Alf Hagon
- Born: 3 October 1931 Ilford, England
- Nationality: British (English)

Career history
- 1953-1954: Harringay Racers
- 1955-1956: Wimbledon Dons
- 1957-1961: Leicester Hunters
- 1962-1963: Oxford Cheetahs
- 1964-1965: West Ham Hammers
- 1965: Poole Pirates

Individual honours
- 1954, 1956, 1959, 1962: British Grass Track Champion 500 cc
- 1954, 1959, 1960, 1961, 1962, 1963, 1964: British Grass Track Champion 350 cc

Team honours
- 1955, 1956: National League winner
- 1956: National Trophy winner

= Alf Hagon =

English former motorcycle speedway rider (born 1931)

Alfred Joseph Hagon (born 3 October 1931) is an English former motorcycle speedway rider who later competed in Grasstrack. He manufactured off-road competition frames, forks and other components, later developing into the production of shock absorbers, specialising in modern-replicas of the traditional Girlings used as original equipment and replacements for historic motorcycles.

== Career ==
Over a 12-year career in Speedway, Hagon rode for six teams; Harringay Racers, Wimbledon Dons, Leicester Hunters, Oxford Cheetahs, West Ham Hammers and Poole Pirates. He was part of the league winning Wimbledon Dons team that won the 1955 Speedway National League and the 1956 league and cup double. He later found regular success when competing in Grasstrack.

When riding in Grasstrack, Hagon started to develop a racing machine, with the assistance of Essex motorcycle dealer and competition sponsor Tom Kirby, creating a lightweight bike powered by a JAP engine. In 1958, he established a business building speedway and grasstrack bike frames in his mother's garden shed, but progress was interrupted in 1960 when he went on tour in Australia with the England national speedway team. He represented England on four occasions.

On his return, the business transferred to Leyton, East London. This proved successful with his bikes in good demand and he retired from racing in 1965 to concentrate on the business.

However, Hagon had become involved in sprinting, appearing at the first International Dragfest in 1964, on his lightweight JAP-engined bike.

Hagon's approach to weight-reduction included a custom-made frame also containing the engine oil, his own grasstrack front forks and brake intended for lightweight category machines, dispensing with the gearbox and seat, and avoidance of a supercharger, resulting in a wet weight of 235 lb. For the 1964 Dragfest, a competition against Americans who were using large capacity, double-engined machines – he fitted oversize pistons and cylinders to take advantage of a maximum engine-size dispensation by the ACU, raising the J.A.P. engine's capacity from 996 cc to 1,100 cc, and the power output from 84 bhp to 91 bhp, compared to a blown Vincent's 130 bhp.

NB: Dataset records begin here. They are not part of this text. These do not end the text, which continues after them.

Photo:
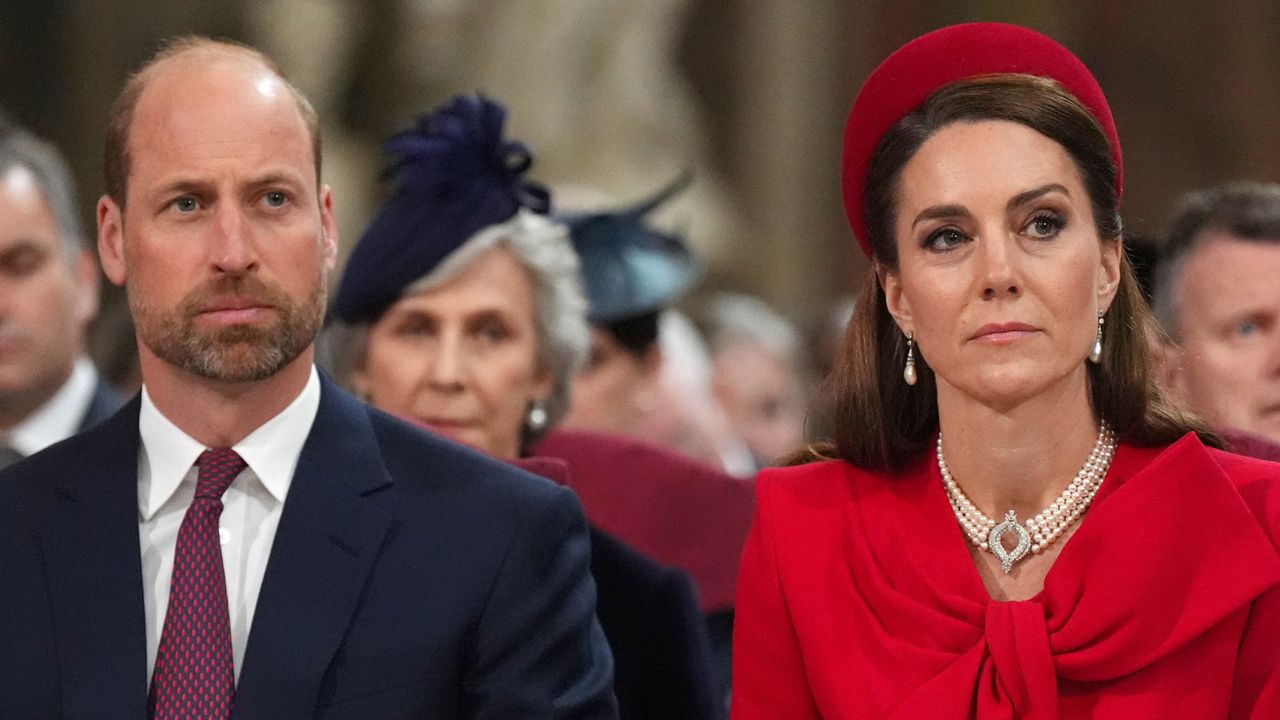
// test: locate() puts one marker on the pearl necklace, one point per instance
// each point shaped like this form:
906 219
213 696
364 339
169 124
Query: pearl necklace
1041 531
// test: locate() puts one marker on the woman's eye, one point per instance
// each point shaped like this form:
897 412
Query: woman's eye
944 240
414 329
1045 226
493 333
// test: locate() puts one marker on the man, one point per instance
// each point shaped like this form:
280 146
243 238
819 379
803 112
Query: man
48 296
365 569
1217 297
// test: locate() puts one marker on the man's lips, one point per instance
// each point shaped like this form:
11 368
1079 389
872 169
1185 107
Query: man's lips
232 310
1002 333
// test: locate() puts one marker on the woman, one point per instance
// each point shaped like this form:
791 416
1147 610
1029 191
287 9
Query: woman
461 309
1018 524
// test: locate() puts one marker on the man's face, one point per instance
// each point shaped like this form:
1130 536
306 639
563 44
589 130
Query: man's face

In July 1967, riding a purpose-built sprint-bike powered by a supercharged V-Twin 1,260 cc JAP engine, Hagon became the first rider to record a sub-10 second time with a one-way-only 9.93 performance at Duxford for the 1/4-mile distance. This was a strip-only record, as for official recognition of world and national records two qualifying runs have to be completed in opposite-directions within one-hour, to negate the effect of wind, with an average time resulting. In October 1967 he achieved an average time of 9.95 at Elvington, Yorkshire.

Hagon followed that by setting a long-standing record of 9.432 at 153 mph at Santa Pod. In 1968 he became the first British rider to complete a flying mile at over 200 mph (206.54 mph) at RAF Honington.

==Business developments==
Hagon's base from 1960 was a former stable block in Leyton, London. Specialising in wheel-building and accident damage repairs, he purchased the former Girling suspension operation in 1985, including the stock, manufacturing tools and drawings. He did not purchase the rights to the Girling name, instead naming his products as simply Hagon.

==Personal life==
Hagon is married with two children and five grandchildren, and lives near Waltham Abbey in Hertfordshire.

Hagon's son is Martin and grandson is Sam, both speedway riders.